La diferencia entre este modelo de la Web 2.0 y el anterior es directamente equivalente a la diferencia entre una selva tropical y un desierto. Una de las razones principales por las que valoramos las selvas tropicales es porque pierden una parte muy pequeña de la energía proporcionada por el sol durante los ciclos de nutrición masivos. La mayor parte de la energía solar que inunda el ambiente del desierto se pierde, siendo asimilada sólo por las pocas plantas que pueden sobrevivir en un clima tan hostil. Esas plantas transfieren la energía suficiente para sustentar un número limitado de los insectos, que a su vez proveen el alimento para los pocos reptiles o pájaros, que a su vez alimentan en última instancia a las bacterias. Pero la mayor parte de la energía se pierde.

 

Una selva tropical, sin embargo, es un sistema muy eficiente en el uso de energía porque hay muchos organismos que explotan cada paso minúsculo del ciclo nutritivo. Valoramos la diversidad del ecosistema no sólo como caso curioso del multiculturalismo biológico sino porque el sistema en sí mismo hace un gran trabajo al capturar la energía que fluye a través de él. La eficacia es una de las razones por las que desforestar las selvas tropicales no tiene futuro: Toda la energía disponible se captura al descender a la tierra.

 

Debemos pensar en la información como la energía del ecosistema de la Red. Las páginas de la Web 1.0 con sus simples hipervínculos son como los rayos del sol que caen en un desierto. Algunos rezagados son afortunados de encontrarlos, y así algo de esa información puede ser reutilizada cuando alguien decide enviar al correo electrónico de un amigo una URL o citarlo en otra página. Pero la mayor parte de la información se desperdicia. En el modelo de la Web 2.0, hay miles de servicios que escudriñan cada nueva información online, seleccionando lo interesante, volviéndolos a mezclar de nuevas formas, y pasándolos a otros servicios.
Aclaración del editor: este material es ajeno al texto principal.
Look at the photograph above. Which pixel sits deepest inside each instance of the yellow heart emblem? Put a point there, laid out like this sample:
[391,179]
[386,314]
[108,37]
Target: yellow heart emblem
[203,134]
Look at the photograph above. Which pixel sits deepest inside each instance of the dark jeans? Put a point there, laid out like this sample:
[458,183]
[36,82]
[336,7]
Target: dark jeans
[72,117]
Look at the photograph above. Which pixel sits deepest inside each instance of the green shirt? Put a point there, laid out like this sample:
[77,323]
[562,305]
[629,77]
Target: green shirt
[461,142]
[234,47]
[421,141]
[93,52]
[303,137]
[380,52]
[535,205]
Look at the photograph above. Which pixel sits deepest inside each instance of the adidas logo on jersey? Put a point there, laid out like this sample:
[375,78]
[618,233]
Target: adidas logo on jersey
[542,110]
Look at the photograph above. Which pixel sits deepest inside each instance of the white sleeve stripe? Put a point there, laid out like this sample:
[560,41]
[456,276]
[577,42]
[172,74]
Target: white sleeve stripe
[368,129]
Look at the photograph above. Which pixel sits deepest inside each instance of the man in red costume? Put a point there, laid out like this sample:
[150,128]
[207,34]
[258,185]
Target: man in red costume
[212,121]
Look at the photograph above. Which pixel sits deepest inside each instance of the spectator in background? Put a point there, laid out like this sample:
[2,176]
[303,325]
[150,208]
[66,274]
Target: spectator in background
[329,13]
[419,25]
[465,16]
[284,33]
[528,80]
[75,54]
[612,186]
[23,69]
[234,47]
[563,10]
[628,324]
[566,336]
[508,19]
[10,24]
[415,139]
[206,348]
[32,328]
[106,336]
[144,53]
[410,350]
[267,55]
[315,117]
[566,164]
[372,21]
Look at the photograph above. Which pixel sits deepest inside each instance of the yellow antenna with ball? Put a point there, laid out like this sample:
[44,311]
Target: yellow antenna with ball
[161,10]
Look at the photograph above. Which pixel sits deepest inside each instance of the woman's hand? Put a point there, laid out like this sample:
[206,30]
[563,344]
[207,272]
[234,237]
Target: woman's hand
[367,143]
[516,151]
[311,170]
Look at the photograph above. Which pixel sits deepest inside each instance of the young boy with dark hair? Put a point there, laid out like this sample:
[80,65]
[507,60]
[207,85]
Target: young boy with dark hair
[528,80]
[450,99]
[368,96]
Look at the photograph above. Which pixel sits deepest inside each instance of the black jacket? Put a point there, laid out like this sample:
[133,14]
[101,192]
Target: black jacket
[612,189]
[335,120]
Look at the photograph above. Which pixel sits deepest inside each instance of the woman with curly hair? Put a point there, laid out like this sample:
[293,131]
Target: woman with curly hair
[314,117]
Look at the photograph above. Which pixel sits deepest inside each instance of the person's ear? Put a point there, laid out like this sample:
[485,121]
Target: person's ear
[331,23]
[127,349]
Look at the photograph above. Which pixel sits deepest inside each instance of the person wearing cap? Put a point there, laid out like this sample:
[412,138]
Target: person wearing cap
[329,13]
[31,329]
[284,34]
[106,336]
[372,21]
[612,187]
Cada nuevo añadido se puede explotar de nuevas e incontables maneras, por bloggers y por programas de software que rastrean los cambios del estado total de la Red. La información en este nuevo modelo se analiza, se empaqueta de nuevo, se digiere, y se transmite al siguiente nivel de la cadena. Fluye.

 

Ésta es una buena noticia tanto si nos gustan los caniches como si no, y es también una buena noticia económicamente porque la diversidad del ecosistema lo convierte en un entorno fértil para las pequeñas compañías. No tienes que dominar toda la cadena alimenticia para arreglártelas en la Red; puedes encontrar un lugar productivo y prosperar, en parte porque estás construyendo algo sobre el valor de la información creada por el resto de la Red. Technorati y del.icio.us comenzaron como proyectos pequeños creados por programadores independientes. No necesitan enormes plantillas de personal porque están utilizando la información proveída por las innumerables personas que navegan por la Red que usan sus servicios, y se basan en herramientas creadas por otra gente, tanto si trabajan en un Ministerio del Interior como en una corporación internacional inmensa como Google. Todo esto hace que ésta sea la época más emocionante para estar en la Red desde los días de gloria de mediados de los 90. Y las innovaciones no van a parar. De esta forma, si pensamos sobre nuevas maneras de ampliar las complejas cadenas alimenticias de la información de la Web 2.0, veremos aún más innovación en los años siguientes. Bienvenido a la selva.